Hacker News new | ask | show | jobs
by p0nce 4095 days ago
In most papers I've seen VP9 fared worse than HEVC: http://infoscience.epfl.ch/record/200925/files/article-vp9-s...
1 comments

See also http://iphome.hhi.de/marpe/download/Performance_HEVC_VP9_X26...

Both of those are much older encoders, of course (nearly 2 years old in the case of the PCS paper), and some of the settings they used were questionable, e.g., what HEVC calls "constant QP" actually varies the quantizer based on the frame type, while VP9 really uses the same quantizer, which can make a big difference on metrics. Talking to the authors at PCS, they re-ran results later with more relaxed QP settings, and VP9 got somewhat better, but still didn't catch up with HEVC (on metrics).

Keep in mind all of these results are from people who have spent significant time working in MPEG/ITU/JVT/JCTVC, and may have some inherent biases. Google's own results looked much better: http://ieeexplore.ieee.org/iel7/6729645/6737661/06737765.pdf... (sorry for the paywall, I'm not aware of a free version available online, tl/dr: 30.38% better rate than H.264, 2.49% worse than HEVC), but obviously come with their own set of biases.

I don't know how to explain the discrepancies in the two sets of results, but they at least demonstrate the magnitude of the differences you can obtain by varying how you do the testing.

That iphome paper used a random git checkout from the day the bitstream was frozen, and claimed it was an official release, which always struck me as somwhere on the stupid/devious spectrum.

The first actual VP9 release was about 6 months later and even then I dont think they'd done much tuning for speed. Some parts of Google get criticised for building open source products privately, but others that develop in the open have their openness abused.

I ran some experiments to investigate the discrepancy.

The largest differences were caused by:

1. A variable quantiser being used for HEVC, but not for VP9 (as you described)

2. Keyframes being forced every 30 frames for VP9 in the first paper

HEVC also had I frames added every 30 frames, but these were not IDR frames, meaning that B frames were allowed to use the information from the I frame in HEVC.

However, in VP9, true keyframes were forced every 30 frames. The way VP9 works this meant that every 30 frames it encoded both a new Intra frame, and a new golden frame.

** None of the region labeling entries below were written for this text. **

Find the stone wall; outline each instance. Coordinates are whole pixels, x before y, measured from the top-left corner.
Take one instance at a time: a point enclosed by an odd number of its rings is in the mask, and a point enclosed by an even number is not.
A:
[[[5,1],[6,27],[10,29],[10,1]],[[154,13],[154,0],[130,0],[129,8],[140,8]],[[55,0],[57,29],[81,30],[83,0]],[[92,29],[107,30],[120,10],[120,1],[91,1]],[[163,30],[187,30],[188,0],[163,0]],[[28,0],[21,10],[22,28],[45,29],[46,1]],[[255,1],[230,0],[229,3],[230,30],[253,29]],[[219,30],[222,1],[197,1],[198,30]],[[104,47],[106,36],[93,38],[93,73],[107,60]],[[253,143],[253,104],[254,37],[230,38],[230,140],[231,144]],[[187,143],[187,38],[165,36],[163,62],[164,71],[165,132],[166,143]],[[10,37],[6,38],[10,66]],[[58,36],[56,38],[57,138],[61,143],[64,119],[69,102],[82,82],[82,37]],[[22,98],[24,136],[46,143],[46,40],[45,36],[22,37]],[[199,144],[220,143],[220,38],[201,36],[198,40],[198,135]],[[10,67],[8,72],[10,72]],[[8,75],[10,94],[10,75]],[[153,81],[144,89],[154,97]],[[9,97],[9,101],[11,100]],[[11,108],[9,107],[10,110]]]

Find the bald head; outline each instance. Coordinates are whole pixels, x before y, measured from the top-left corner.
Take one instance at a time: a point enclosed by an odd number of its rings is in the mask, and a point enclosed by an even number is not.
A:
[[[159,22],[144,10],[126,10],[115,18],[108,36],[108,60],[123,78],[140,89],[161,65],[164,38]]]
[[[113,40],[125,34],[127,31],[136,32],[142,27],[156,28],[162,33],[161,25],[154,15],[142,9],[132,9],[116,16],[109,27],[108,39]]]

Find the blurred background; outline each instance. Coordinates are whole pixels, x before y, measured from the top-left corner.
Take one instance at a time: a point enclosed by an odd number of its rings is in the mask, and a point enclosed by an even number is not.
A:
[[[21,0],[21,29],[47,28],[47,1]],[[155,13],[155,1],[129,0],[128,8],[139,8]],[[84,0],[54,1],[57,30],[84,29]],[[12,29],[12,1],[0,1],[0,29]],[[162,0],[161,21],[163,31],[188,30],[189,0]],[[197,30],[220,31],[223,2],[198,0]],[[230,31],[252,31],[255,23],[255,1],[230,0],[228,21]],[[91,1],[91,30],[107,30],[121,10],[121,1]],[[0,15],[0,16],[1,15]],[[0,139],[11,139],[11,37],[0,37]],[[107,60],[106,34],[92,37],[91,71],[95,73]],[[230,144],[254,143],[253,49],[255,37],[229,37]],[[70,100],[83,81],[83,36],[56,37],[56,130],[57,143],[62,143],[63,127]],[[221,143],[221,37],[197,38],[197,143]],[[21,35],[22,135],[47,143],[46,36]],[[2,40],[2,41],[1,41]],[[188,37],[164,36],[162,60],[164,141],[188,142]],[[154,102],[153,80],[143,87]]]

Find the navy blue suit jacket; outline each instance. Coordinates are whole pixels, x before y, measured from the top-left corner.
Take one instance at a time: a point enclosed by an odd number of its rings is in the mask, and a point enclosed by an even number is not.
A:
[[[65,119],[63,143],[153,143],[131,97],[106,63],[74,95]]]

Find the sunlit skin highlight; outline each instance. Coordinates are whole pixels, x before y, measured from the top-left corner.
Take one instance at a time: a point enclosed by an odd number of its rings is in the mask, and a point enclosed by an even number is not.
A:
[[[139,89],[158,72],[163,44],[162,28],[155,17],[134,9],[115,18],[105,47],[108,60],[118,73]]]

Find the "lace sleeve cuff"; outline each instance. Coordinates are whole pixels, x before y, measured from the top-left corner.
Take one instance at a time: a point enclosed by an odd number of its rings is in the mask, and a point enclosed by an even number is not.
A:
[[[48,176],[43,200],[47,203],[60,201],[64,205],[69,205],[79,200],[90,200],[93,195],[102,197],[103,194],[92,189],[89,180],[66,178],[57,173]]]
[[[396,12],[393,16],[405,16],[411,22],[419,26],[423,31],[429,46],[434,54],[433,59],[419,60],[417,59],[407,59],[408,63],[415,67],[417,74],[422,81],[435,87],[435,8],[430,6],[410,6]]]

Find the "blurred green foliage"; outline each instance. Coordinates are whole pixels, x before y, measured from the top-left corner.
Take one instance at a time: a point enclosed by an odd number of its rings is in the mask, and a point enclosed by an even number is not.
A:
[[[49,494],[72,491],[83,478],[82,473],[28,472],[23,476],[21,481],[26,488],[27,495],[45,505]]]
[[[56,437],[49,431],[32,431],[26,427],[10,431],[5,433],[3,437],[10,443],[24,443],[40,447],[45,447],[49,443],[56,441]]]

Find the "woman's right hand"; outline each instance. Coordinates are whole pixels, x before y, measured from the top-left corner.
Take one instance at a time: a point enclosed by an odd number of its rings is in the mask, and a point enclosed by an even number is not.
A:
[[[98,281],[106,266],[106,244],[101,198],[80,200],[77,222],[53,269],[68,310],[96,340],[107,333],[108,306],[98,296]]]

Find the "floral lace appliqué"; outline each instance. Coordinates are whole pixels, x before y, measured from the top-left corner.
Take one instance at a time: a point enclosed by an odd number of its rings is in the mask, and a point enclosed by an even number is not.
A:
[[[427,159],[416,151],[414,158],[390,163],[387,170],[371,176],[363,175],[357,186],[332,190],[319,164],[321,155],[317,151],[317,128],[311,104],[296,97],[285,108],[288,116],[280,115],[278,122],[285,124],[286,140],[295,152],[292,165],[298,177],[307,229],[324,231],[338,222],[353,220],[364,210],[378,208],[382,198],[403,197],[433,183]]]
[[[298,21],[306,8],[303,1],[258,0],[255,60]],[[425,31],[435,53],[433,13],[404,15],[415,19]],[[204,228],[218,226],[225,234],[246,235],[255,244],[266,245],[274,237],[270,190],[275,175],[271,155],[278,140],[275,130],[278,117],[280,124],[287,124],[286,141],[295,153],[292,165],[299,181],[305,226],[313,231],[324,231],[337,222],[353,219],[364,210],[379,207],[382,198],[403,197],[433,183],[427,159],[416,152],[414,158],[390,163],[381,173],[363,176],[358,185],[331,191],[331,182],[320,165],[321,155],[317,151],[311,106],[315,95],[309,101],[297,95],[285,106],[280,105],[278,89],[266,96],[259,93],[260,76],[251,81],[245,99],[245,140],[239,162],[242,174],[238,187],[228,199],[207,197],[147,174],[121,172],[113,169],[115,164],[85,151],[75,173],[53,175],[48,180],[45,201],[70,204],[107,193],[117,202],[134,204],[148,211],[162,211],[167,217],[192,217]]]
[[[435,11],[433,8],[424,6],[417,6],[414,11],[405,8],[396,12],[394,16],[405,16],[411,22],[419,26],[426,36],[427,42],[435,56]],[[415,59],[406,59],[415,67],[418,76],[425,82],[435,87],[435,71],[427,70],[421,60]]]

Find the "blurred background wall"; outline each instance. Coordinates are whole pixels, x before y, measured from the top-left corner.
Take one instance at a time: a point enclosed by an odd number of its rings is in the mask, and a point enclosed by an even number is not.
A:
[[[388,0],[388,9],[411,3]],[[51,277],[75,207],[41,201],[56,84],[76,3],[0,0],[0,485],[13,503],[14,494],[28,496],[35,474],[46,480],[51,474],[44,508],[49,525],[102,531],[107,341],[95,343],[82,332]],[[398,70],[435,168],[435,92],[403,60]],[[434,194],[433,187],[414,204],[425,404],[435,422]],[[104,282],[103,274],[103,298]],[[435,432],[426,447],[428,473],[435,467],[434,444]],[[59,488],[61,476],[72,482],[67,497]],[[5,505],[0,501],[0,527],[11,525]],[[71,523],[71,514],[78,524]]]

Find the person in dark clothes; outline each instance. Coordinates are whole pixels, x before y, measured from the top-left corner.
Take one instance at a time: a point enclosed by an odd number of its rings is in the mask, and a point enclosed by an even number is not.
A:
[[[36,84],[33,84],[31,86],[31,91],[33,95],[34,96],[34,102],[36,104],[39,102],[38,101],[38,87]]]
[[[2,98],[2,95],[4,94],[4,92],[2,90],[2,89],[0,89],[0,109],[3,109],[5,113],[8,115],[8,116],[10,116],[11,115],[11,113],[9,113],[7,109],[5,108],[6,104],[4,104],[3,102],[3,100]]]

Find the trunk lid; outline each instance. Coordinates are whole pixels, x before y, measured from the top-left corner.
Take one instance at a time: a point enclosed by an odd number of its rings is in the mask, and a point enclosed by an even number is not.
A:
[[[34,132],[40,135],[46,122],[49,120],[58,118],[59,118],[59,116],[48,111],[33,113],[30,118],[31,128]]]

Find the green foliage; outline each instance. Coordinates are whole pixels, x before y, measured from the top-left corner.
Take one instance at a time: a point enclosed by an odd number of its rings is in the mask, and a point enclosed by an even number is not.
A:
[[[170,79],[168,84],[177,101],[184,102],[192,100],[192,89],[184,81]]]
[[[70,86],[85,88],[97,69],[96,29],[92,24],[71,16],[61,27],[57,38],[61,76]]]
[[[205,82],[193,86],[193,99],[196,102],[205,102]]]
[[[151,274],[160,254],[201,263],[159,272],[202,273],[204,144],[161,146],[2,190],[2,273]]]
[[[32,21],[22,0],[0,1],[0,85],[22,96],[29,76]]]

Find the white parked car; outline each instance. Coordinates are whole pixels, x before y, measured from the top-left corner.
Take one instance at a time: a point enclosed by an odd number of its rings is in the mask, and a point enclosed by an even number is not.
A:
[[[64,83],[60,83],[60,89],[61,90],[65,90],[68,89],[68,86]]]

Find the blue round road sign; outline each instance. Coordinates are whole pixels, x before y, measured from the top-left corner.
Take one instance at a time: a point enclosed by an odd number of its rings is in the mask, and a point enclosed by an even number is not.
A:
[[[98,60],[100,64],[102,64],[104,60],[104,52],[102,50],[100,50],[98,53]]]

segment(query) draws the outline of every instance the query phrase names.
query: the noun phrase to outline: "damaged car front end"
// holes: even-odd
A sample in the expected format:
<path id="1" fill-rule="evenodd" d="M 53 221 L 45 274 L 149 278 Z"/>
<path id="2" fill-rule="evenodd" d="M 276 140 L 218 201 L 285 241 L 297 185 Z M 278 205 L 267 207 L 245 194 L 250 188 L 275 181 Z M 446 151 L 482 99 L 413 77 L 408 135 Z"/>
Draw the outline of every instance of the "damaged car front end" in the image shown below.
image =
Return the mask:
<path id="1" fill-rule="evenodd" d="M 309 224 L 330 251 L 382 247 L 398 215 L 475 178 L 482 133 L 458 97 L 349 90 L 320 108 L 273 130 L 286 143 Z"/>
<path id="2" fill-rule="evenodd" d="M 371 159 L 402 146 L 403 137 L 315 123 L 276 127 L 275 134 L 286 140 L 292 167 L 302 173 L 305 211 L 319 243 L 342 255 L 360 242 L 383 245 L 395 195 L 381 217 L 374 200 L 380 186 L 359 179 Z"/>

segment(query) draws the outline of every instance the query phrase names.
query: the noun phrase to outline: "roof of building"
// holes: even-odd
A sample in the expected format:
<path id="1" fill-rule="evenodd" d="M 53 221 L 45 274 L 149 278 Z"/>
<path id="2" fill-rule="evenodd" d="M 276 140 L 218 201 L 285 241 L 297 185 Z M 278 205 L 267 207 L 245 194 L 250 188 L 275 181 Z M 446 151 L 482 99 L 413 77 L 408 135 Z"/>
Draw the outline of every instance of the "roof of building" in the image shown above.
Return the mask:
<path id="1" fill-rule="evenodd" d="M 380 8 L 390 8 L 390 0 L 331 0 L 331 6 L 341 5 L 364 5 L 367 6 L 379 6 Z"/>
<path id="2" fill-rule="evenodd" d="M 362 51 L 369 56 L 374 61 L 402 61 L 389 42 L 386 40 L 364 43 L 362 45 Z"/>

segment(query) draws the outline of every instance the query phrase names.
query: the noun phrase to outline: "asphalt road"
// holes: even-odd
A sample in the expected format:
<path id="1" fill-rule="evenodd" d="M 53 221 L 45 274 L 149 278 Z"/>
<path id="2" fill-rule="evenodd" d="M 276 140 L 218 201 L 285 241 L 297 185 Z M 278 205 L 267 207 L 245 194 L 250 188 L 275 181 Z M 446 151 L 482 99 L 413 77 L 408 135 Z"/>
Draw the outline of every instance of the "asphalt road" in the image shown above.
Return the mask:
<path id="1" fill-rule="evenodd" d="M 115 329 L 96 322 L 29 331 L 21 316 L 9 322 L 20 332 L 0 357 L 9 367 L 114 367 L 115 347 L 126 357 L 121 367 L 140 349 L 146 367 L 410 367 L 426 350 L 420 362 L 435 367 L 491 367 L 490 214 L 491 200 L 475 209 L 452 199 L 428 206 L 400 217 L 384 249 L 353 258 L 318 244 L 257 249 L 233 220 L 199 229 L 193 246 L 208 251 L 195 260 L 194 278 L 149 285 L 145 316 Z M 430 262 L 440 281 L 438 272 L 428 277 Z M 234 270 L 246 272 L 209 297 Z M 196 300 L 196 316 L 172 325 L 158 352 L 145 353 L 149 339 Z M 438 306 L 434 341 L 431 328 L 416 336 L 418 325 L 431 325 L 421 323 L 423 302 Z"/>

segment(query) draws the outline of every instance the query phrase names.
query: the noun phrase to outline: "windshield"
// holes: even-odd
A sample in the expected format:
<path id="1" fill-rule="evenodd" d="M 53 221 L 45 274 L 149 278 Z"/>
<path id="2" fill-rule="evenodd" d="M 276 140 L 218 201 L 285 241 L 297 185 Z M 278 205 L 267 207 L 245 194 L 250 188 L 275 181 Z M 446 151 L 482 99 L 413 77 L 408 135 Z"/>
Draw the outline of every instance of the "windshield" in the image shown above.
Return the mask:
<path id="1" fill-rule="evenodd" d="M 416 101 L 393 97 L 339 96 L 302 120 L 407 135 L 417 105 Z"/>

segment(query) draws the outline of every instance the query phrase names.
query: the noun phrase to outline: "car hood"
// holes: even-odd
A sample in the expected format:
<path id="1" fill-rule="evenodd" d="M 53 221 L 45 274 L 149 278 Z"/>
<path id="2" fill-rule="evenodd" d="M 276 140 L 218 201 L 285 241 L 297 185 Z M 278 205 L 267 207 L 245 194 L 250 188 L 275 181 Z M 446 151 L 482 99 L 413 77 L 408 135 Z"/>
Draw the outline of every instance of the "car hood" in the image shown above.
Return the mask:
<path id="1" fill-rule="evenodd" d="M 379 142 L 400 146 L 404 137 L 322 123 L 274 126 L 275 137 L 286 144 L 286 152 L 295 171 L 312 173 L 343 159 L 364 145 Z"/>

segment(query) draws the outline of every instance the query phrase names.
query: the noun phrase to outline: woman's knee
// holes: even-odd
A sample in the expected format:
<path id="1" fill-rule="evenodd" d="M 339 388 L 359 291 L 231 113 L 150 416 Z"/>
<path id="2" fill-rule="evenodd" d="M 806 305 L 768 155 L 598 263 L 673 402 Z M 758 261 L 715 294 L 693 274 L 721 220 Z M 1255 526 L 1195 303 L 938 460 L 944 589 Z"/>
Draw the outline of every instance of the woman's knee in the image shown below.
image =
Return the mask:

Making both codecs use a true fixed quantizer and removing the forced intra frames made the results more like Google's own paper.

I guess the moral is to not force frequent keyframes when encoding with VP9.

At some point comparing highly efficient codecs with metrics like PSNR becomes meaningless, I'm not sure why so much emphasis is still put on it. Verification against human preference is the way forward.

I believe methods like A/B preference testing have been done for audio codecs for a few decades, idk why video didn't catch up.

In this respect I look forward to the work done by the Daala guys, seeing how they come from the highly successful OPUS audio codec seem to be very mindful of perceptual optimization.

>At some point comparing highly efficient codecs with metrics like PSNR becomes meaningless, I'm not sure why so much emphasis is still put on it.

Because (some) codec developers have put a lot of effort into optimising for it, and simple numbers are easier to market to people who haven't actually compared the codecs themselves. You can see how successful it is from the many posts in this thread that assume VP9 gives you higher quality at the same file size than H.264.

On2 codecs were known for relatively heavy blurring that improved PSNR stats but looked subjectively worse. Most comparisons I've seen indicate this is still the case with VP9. Of course it does depend a lot on the source material - some things make it more noticeable than others.

Thanks. Even with bias, Google results looks way more realistic to me than "100x slower and worse than H.264".